Il convient de relever que l’article 11 de la loi de 1982 reprend en grande partie le contenu de la disposition antérieure afférente, en l’occurrence l’article 3 de la loi du 27 juillet 1978 qui avait modifié et complété celle du 29 juillet 1965 concernant la conservation de la nature et des ressources naturelles.

En effet, la loi précitée de 1978 avait abrogé l’article 3 de la loi susvisée de 1965 et l’avait remplacé par la disposition suivante: « Une autorisation du Ministre est requise: a) pour tout changement de l’affectation des bois et forêts et des parcs d’agrément ainsi que pour tout boisement de terrains agricoles ou vains. (…) ».

Il se dégage des documents parlementaires relatifs au projet de loi qui est devenu la loi précitée de 1978 que « par changement de l’affectation des bois et forêts et des parcs d’agrément, il faut entendre tout défrichement dans le sens le plus large du mot.
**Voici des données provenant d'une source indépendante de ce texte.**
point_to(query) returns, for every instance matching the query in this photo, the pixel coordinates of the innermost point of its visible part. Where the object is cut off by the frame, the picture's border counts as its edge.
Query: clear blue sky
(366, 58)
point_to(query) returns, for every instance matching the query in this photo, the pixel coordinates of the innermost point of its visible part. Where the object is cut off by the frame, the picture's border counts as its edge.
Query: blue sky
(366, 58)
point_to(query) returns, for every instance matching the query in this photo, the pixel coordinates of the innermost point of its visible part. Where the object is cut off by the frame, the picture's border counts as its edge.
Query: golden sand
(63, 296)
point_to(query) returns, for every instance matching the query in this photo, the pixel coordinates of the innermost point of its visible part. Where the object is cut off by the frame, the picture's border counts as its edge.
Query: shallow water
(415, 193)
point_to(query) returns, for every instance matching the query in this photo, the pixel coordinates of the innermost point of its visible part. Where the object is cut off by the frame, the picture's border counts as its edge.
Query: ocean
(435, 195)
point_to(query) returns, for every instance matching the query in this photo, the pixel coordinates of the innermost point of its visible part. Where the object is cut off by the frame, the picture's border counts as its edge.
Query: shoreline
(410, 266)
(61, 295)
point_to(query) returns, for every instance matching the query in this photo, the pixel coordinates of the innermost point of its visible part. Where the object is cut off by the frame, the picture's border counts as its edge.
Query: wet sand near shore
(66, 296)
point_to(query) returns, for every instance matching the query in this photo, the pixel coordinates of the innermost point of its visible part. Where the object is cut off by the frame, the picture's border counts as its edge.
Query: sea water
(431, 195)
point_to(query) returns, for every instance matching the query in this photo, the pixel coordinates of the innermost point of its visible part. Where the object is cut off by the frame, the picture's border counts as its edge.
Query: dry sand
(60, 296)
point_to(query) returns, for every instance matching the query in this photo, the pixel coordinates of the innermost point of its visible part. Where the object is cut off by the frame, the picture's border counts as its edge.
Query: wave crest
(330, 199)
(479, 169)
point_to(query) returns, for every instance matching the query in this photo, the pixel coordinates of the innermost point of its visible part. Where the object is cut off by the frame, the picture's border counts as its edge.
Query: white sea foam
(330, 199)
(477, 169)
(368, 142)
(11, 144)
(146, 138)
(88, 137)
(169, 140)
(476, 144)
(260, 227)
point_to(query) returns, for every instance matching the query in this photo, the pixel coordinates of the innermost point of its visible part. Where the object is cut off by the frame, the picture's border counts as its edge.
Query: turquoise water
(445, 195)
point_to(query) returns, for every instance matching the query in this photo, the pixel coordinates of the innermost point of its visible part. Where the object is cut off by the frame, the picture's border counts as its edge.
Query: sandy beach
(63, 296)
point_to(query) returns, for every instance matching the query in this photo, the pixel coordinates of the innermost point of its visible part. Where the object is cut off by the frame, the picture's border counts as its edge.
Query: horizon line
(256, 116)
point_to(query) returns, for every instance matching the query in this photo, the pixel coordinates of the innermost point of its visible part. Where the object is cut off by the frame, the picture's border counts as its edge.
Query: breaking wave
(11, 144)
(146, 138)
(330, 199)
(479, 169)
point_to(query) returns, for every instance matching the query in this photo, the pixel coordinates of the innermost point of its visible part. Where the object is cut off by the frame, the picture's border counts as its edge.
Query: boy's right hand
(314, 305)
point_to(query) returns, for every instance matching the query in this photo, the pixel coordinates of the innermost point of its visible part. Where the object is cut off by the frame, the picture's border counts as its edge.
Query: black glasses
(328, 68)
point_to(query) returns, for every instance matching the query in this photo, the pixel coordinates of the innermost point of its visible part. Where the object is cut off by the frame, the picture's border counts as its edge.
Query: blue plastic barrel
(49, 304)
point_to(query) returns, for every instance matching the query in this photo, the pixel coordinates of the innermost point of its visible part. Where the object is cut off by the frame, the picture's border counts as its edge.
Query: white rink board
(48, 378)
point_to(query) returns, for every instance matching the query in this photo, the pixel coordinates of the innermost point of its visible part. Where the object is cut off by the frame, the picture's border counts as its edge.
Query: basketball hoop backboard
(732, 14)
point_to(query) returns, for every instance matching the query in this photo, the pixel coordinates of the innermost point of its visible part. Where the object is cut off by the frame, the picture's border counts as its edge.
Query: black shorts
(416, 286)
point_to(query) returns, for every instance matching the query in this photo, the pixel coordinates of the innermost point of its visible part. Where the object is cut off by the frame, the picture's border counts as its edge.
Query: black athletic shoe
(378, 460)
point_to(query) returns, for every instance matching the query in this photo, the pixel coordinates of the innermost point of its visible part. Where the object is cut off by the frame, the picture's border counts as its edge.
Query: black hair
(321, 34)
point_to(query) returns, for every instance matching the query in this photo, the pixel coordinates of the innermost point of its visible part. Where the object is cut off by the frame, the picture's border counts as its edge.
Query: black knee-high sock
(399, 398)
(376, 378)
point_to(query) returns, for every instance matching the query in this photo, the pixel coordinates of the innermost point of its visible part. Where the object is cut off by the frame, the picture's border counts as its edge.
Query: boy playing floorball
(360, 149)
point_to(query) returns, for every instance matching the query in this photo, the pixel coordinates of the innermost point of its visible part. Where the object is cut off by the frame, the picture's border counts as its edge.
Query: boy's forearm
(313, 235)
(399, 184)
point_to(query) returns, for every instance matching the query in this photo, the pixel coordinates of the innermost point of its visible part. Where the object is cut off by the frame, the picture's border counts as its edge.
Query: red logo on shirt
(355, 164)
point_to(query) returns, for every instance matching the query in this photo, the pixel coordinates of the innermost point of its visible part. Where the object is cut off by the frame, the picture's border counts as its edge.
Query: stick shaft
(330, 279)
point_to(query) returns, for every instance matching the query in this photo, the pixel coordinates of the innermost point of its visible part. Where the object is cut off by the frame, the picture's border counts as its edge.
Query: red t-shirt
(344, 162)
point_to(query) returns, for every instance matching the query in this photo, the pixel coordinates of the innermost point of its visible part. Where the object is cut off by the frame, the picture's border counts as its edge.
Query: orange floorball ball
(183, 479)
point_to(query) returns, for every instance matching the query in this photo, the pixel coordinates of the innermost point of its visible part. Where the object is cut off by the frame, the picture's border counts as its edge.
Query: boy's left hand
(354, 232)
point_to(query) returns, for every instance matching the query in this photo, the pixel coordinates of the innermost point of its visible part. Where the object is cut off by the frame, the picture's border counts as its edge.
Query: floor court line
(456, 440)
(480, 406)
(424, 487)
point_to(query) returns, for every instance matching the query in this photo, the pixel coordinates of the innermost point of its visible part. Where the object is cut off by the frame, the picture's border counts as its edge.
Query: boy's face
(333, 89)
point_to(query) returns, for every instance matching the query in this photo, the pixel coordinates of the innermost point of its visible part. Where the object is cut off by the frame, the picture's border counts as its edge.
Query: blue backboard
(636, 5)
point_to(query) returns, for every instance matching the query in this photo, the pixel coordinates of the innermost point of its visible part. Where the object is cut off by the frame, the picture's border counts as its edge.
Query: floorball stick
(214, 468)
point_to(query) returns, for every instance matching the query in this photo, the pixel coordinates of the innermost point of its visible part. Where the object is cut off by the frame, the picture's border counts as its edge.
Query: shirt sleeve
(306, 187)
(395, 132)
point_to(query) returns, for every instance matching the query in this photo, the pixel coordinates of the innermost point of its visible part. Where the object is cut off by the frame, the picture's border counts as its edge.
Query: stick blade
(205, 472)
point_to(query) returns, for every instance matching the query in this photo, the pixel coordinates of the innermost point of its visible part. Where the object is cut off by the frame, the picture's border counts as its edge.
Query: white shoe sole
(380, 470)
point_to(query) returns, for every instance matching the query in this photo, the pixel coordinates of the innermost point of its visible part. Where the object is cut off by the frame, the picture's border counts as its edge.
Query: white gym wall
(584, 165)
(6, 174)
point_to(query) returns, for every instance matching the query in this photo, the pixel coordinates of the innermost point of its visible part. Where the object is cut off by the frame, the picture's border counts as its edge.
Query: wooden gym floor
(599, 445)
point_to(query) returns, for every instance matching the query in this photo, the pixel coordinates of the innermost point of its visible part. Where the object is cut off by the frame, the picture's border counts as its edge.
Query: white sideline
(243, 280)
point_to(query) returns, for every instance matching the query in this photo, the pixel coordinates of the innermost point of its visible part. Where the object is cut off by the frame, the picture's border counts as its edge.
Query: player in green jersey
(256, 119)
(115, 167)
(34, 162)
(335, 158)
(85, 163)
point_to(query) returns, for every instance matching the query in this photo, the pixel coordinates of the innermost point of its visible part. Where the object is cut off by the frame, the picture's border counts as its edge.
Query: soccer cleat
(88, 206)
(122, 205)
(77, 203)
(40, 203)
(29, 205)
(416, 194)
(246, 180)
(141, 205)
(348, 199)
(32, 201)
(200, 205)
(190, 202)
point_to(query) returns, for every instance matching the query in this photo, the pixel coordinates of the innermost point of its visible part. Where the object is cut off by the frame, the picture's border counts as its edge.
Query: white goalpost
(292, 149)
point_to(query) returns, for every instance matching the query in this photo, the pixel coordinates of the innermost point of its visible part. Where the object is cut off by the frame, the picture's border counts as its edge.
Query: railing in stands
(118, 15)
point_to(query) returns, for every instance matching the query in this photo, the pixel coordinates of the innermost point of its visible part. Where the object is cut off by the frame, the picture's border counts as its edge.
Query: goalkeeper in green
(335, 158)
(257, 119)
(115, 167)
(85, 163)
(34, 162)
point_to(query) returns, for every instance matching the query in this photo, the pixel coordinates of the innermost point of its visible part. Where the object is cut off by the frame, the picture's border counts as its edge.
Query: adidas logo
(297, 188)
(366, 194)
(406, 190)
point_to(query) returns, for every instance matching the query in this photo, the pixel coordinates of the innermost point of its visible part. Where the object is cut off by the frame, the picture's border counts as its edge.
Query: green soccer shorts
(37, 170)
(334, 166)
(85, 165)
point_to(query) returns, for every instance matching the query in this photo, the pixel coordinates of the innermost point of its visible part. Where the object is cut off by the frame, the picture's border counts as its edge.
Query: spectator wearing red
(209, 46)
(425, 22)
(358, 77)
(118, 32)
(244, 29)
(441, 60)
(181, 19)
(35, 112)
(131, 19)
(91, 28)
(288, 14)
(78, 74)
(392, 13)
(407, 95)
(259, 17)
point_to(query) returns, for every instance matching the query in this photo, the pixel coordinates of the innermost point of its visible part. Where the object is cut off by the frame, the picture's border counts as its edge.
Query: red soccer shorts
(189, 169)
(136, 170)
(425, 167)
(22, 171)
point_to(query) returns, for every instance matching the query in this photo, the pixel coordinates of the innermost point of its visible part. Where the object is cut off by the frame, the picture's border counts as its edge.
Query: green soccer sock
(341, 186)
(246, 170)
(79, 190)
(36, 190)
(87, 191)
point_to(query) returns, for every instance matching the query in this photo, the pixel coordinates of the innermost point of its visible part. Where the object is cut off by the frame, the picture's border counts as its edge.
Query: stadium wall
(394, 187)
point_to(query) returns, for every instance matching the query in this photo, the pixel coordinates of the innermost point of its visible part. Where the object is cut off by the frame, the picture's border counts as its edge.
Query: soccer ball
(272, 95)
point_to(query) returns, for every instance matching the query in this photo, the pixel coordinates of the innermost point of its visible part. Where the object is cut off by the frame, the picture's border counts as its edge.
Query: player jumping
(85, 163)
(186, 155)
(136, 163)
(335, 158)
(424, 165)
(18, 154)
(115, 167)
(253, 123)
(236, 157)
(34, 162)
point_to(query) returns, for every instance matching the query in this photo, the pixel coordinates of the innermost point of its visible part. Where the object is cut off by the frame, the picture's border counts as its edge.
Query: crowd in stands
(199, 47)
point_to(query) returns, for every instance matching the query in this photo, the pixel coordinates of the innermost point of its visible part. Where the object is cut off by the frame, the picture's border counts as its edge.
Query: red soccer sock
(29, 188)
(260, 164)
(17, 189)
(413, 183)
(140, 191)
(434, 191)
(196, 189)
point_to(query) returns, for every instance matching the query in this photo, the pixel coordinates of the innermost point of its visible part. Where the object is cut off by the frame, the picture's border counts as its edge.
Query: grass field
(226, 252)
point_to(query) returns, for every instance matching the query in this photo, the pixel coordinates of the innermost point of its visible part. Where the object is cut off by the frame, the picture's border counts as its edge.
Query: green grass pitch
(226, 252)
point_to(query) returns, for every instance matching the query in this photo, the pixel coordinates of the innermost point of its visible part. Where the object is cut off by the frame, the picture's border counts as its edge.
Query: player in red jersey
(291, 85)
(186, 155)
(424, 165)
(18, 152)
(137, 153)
Le fait d’enlever les souches n’est plus exclusivement critère pour l’application de la loi; le changement d’affectation, c.-à-d. l’utilisation du terrain à une fin inconciliable avec la mission que les bois et forêts ainsi que les parcs d’agrément sont appelés à remplir, sera dorénavant déterminant » (doc. parl. n° 1729 relatifs au projet de loi portant modification de la loi du 29 juillet 1965 concernant la conservation de la nature et des ressources naturelles, commentaire des articles, ad article 3, page 5). L’idée de base de l’article 3 de la loi de 1978 était donc, d’une part, de soumettre à autorisation tout changement d’affectation des bois et forêts et des parcs d’agrément en terrains agricoles ou vains, mais aussi, d’autre part, la situation inverse où un administré projette de boiser un terrain agricole ou vain.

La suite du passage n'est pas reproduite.